En résumé, il découle des observations ci-dessus que les différents cas de non-conformité en matière de rejets à l’égout peuvent être classés en trois familles :
1° - mauvaise séparation des eaux usées et des eaux pluviales,
2° - non raccordement d’installations sanitaires à l’égout d’eaux usées,
3° - mauvaise qualité des rejets à l’égout.
Nous allons préciser ci-après les différents cas rencontrés à l'occasion des enquêtes de conformité effectuées dans un certain nombre de communes de la Région Parisienne Sud dont l'exploitation des ouvrages d’assainissement a été confiée à la S.L.E.E. Nous nous attacherons ensuite à donner un aspect quantitatif des non-conformités observées, et nous préciserons également les premiers résultats obtenus en matière de mise en conformité. Enfin, nous verrons que la réalisation d’une enquête de conformité des branchements puis le suivi des mises en conformité constituent une opération complexe.

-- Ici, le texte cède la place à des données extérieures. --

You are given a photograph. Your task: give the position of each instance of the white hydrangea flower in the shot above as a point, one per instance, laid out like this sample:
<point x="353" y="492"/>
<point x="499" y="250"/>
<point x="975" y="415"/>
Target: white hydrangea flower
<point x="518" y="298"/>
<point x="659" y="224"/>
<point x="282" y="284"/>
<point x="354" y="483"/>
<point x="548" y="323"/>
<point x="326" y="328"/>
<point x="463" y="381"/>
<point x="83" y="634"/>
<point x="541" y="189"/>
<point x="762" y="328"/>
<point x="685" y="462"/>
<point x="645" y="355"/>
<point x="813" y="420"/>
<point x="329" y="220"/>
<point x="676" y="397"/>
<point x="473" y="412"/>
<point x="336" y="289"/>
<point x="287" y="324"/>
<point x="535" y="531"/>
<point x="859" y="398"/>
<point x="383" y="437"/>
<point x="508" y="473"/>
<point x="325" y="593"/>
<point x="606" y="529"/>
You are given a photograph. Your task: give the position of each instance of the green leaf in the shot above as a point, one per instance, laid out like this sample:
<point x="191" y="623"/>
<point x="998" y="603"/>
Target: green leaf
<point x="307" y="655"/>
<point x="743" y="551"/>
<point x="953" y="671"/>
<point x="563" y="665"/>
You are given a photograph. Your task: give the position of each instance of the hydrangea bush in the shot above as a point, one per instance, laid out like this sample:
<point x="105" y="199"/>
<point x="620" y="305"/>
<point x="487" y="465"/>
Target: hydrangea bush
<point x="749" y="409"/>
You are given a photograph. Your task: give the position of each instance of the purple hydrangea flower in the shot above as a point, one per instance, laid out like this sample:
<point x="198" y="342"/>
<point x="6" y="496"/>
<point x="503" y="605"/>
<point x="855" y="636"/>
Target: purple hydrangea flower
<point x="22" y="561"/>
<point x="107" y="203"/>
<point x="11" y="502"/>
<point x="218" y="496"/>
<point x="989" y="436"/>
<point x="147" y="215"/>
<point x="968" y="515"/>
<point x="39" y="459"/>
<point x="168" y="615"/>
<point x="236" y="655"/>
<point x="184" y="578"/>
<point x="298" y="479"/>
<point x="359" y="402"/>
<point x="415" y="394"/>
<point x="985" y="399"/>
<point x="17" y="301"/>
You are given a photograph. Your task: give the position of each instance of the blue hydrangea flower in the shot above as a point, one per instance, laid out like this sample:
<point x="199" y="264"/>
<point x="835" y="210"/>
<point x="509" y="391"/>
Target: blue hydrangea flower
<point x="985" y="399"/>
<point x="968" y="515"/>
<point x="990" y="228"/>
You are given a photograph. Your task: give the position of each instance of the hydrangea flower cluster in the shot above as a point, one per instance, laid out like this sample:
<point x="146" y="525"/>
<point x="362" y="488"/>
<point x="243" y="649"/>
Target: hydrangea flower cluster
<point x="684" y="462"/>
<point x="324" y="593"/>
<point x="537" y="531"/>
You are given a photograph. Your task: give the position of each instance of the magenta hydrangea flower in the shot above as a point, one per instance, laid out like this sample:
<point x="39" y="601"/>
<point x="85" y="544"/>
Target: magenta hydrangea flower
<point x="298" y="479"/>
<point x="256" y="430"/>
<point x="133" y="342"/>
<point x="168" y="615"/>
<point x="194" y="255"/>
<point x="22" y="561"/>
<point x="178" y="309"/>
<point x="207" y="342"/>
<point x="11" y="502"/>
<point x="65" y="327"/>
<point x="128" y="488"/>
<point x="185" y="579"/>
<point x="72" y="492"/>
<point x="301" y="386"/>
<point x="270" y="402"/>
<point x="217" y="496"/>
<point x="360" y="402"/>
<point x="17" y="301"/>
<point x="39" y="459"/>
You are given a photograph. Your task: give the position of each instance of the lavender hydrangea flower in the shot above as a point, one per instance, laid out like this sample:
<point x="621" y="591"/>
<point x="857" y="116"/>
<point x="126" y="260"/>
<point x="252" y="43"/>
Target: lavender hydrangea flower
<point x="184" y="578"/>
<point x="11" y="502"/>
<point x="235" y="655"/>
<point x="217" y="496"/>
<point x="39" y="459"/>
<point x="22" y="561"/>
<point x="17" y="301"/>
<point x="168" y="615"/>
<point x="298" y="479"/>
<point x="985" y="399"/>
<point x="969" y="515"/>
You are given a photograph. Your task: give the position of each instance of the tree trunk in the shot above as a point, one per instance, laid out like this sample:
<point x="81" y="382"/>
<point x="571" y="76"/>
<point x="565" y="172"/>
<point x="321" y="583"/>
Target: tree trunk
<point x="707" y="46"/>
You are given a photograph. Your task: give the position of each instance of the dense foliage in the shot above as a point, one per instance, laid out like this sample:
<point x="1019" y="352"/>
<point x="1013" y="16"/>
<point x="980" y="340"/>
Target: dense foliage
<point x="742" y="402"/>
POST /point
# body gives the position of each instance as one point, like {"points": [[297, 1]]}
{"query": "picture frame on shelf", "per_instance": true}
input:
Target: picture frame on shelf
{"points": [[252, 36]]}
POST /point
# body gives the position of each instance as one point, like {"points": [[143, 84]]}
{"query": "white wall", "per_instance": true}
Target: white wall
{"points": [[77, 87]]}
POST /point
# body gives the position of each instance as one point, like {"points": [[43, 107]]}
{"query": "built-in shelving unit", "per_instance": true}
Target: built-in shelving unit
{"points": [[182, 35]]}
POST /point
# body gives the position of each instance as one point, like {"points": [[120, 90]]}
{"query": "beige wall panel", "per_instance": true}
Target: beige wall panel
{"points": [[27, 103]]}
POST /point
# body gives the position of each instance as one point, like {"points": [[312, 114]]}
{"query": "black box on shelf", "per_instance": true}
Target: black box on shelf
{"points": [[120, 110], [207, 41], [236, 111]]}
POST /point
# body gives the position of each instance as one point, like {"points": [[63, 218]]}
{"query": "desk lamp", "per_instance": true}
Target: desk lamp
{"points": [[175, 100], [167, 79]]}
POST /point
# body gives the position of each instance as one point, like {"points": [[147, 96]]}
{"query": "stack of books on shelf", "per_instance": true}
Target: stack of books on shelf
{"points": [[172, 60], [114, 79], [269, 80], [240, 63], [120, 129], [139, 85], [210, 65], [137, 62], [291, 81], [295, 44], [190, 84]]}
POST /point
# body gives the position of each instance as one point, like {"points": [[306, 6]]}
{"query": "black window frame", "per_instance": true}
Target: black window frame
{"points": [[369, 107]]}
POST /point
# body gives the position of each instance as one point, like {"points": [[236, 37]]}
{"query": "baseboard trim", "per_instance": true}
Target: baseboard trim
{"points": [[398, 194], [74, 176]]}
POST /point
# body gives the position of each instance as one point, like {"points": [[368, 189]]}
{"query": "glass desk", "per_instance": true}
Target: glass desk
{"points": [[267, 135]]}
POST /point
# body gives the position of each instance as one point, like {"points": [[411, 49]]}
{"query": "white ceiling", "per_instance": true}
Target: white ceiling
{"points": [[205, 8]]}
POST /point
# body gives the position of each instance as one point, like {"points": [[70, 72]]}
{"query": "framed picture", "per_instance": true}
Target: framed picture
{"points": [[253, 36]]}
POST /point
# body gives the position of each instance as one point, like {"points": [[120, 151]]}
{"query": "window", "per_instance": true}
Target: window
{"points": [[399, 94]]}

INVENTAIRE DES DIFFÉRENTS CAS DE NON-CONFORMITÉ DES REJETS
1° — Mauvaise séparation des eaux usées et des eaux pluviales
Nous rencontrerons quatre cas :
a) Raccordements d’ouvrages d’évacuation d'eaux pluviales sur le branchement d’eaux usées.
C’est le cas le plus fréquent et notamment pour les immeubles non desservis par un réseau d’eaux pluviales ou possédant des installations en contrebas du réseau d’eaux pluviales.
b) Raccordements de drains sur le branchement d'eaux usées.
Ce cas s'assimile au précédent. Toutefois, il est plus difficile à détecter et l’existence des drains est souvent ignorée du propriétaire de l'immeuble.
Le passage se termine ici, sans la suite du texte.